Solace & PMTAs


How Solace is leading the way into the future of alternative products

What are the PMTAs?

August 8, 2016 is the first date that the FDA began finalizing restrictions and regulations on tobacco products including nicotine e-liquids. During this time the FDA stated that e-liquid companies will need to submit a Premarket Tobacco Application (PMTA) in order to continue to sell products in the United States. This required e-liquids to be held to the same standard as traditional tobacco products. A PMTA compiles every detail about the product including toxicology, blood studies, environmental, social and behavioral studies to demonstrates that the product is appropriate for the protection of public health.

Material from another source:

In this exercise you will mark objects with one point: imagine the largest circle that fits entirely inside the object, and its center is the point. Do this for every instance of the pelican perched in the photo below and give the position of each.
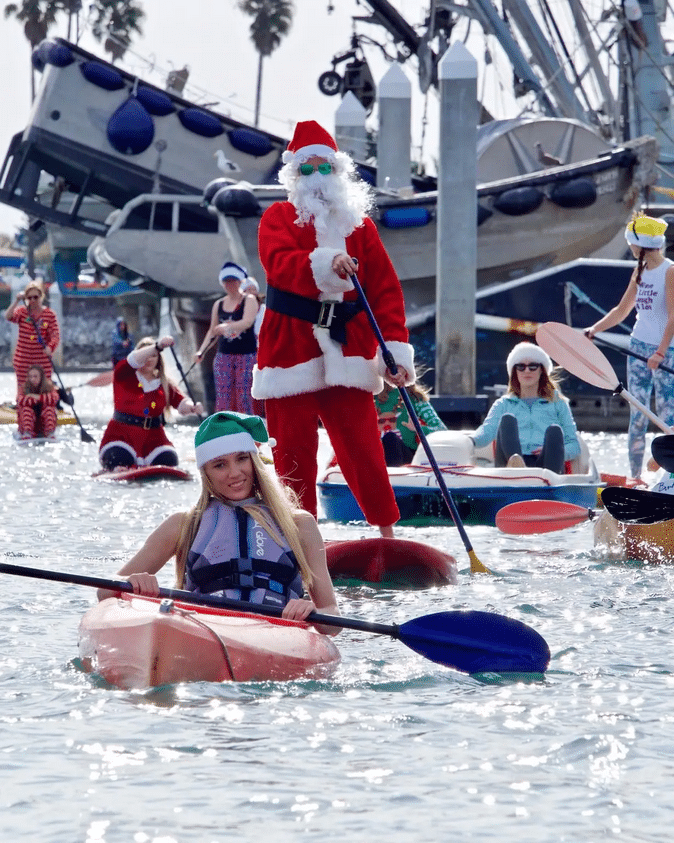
(545, 158)
(224, 163)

In order for a product to be given authorization, the FDA considers the following main factors among many others:

  • Risks and benefits to the population as a whole, including people who use the proposed product as well as those who don’t.
  • Whether people who currently use any tobacco product would be more or less likely to stop using such products if the proposed product were available.
  • Whether people who currently do not use any tobacco products would be more or less likely to begin using tobacco products if the proposed product were available.
  • The methods, facilities, and controls used to manufacture, process, and pack the new product.

To learn more, you can read the FDA’s overview of PMTAs here:

What is Solace doing?

Since our inception in 2015, Solace has been fully committed to providing the highest quality alternative tobacco products. While there are thousands of brands on the market that offer short-cut products and are not held to a premium standard, we have always chosen to invest in our standards, ingredients, customer experience and processes.

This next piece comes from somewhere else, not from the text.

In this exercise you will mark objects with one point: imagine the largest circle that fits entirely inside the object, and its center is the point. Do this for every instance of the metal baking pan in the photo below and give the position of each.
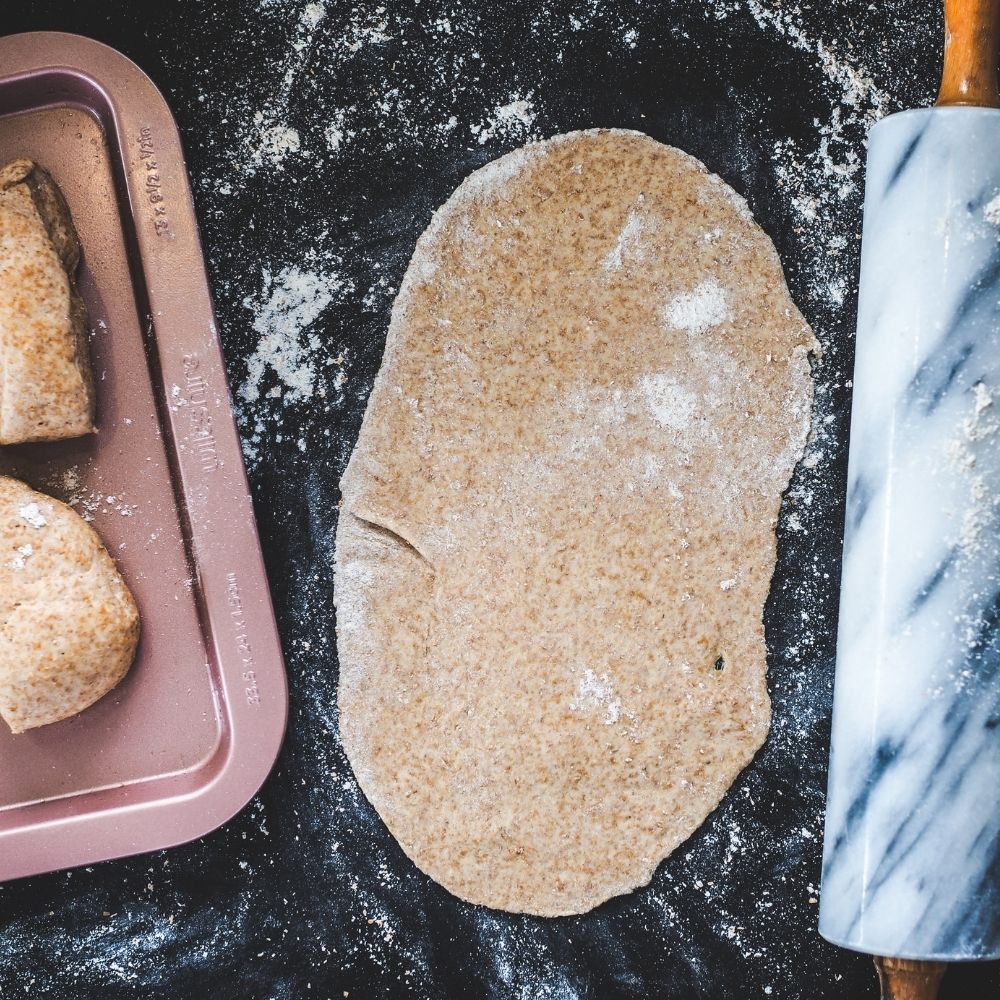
(191, 733)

We are pleased to announce, that after years of preparation, Solace will be submitting a robust PMTA application featuring 35 flavors in a variety of different strengths and sizes. Undergoing the PMTA is well-aligned with our mission at Solace and we are excited to work hand in hand with the FDA to keep our products available and continue holding them to the standards worthy of the public. This is a big step for what started as a small company, but it is paramount that vapor products meet these requirements as the industry continues to develop and grow.

What happens next?

The application deadline for the PMTA is September 9, 2020. After that date, any tobacco vapor product on the market will need to have submitted an application or be removed from commerce.

Due to the time, energy and financial resources that come with a submission of the PMTA, many brands in the industry will begin closing their doors. We have worked to ensure that this does not happen to Solace and that we continue to offer our customers the same quality, consistency and attention to detail that our reputation was built on.

We are working every day to meet the requirements of the PMTAs by investing in our products, marketing strategy, and most importantly the well-being of our customers. We are actively working to keep our distribution, wholesale and retail customers as informed on the subject as possible. If you have any questions or would like to learn more about our process, please don’t hesitate to reach out to your Solace Representative.

We thank you for being a trusted supporter of Solace and as always, we will protect that trust with the utmost care and diligence on our end.

A look into the future

As our industry settles into these new changes, you can count on Solace to continue offering a first-class line of premium products in a wide variety of options.